Europe & Africa Market Update 15 Apr 2025
Bunker benchmarks in most European and African ports have tracked Brent's downward movement, and adverse weather conditions are affecting bunkering operations in Gibraltar.
IMAGE: Rows of oil storage silo tanks in the Port of Antwerp, Belgium. Getty Images
Changes on the day to 09.00 GMT today:
- VLSFO prices up in Durban ($6/mt), and down in Gibraltar ($6/mt) and Rotterdam ($4/mt)
- LSMGO prices down in Gibraltar ($13/mt) and Rotterdam ($10/mt)
- HSFO prices up in Durban ($21/mt), and down in Rotterdam ($20/mt) and Gibraltar ($6/mt)
- Rotterdam B30-VLSFO premium over VLSFO up by $4/mt to $315/mt
Bunker prices across all grades have come down in Rotterdam and Gibraltar in the past day. A steeper fall in Rotterdam's HSFO price has widened its discount to Gibraltar by $14/mt, to $42/mt now.

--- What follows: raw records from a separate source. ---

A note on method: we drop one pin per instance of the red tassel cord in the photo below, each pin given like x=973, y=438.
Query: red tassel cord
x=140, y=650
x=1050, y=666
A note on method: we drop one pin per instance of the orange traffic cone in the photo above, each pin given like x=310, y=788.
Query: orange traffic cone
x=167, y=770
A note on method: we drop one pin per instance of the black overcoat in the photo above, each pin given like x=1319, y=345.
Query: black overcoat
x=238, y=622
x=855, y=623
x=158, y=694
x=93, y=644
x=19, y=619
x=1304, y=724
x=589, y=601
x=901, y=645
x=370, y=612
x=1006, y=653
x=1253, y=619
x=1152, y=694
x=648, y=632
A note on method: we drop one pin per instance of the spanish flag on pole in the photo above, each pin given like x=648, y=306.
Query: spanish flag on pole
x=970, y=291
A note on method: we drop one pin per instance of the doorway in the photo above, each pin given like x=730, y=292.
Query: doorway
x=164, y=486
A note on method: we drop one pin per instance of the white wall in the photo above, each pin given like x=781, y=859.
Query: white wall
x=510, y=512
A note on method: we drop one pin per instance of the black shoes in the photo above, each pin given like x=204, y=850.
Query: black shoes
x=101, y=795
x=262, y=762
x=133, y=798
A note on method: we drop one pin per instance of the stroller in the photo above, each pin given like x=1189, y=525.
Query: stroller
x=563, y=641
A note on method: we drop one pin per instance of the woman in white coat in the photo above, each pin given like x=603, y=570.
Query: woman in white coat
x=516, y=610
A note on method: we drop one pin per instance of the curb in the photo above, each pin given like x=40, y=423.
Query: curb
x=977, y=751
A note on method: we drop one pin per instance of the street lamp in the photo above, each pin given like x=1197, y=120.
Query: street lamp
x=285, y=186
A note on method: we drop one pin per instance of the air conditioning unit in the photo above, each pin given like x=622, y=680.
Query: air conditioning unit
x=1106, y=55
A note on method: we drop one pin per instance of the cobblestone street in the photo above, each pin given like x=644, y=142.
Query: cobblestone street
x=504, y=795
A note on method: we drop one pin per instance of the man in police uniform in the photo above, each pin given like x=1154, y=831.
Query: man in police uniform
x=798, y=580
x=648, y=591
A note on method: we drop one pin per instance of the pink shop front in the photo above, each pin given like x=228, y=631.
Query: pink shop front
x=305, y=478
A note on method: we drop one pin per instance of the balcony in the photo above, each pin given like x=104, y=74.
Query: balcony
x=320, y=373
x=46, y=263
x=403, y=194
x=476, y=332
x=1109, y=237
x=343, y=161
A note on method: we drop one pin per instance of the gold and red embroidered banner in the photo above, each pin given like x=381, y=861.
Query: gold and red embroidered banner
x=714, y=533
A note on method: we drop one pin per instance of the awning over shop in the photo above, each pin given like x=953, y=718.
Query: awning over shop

Lead times of 8-10 days are recommended for HSFO in the ARA hub, while 4-8 days are advised for deliveries in the Gibraltar Strait ports, according to a trader.
Rotterdam's Hi5 spread has widened by $16/mt to $31/mt now.
Bunkering has been suspended in Gibraltar due to potential bad weather conditions, according to MH Bland. Winds gusts of up to 40 knots are forecast to hit the port later today. The number of vessels in the port waiting for bunkers has increased to 10 from three yesterday, the port agent said.
Additionally, bunkering operations off Malta remain suspended due to adverse weather.
However, the ports of Algeciras and Ceuta are fully operational, despite strong congestion at Algeciras' Inner Anchorage, the port agent added.
Brent
The front-month ICE Brent contract has declined by $0.42/bbl on the day, to trade at $64.82/bbl at 09.00 GMT.
Upward pressure:
The US administration has decided to temporarily pause some country-specific tariff for most trade partners for 90 days. This news has provided some boost to Brent’s price.
Besides, US President Donald Trump on Friday granted exclusions from steep tariffs on smartphones, computers and other electronic devices imported largely from China, Reuters reports.
This development has eased some demand concerns, according to market analysts. “Crude oil found some support after Trump’s announcement of further exemptions to his reciprocal tariffs,” ANZ Bank’s senior commodity strategist Daniel Hynes remarked.
Downward pressure:
Brent’s price edged lower after the OPEC+ oil producers’ group released its monthly oil market report, which presented a subdued outlook for global oil demand.
Global oil consumption in 2025 is expected to average 105.05 million b/d, OPEC said. Previously, it expected consumption to average at around 105.2 million b/d this year.
“Uncertainty over how tense things could get is clouding the demand outlook,” two analysts from ING Bank noted.
Oil demand growth in 2026 is expected to decline further on account of the expected impact of US tariffs, OPEC said.
The report also stated that oil production in Saudi Arabia and Iran, two of the largest producers of the group, increased by 4,000 b/d to about 9 million b/d and 12,000 b/d to about 3.3 million b/d, respectively, in March.
Output in Kazakhstan surged by 37,000 b/d, the Vienna-headquartered group said.
“OPEC’s monthly oil market report also shed some light on its decision to accelerate its planned production hikes,” Hynes added.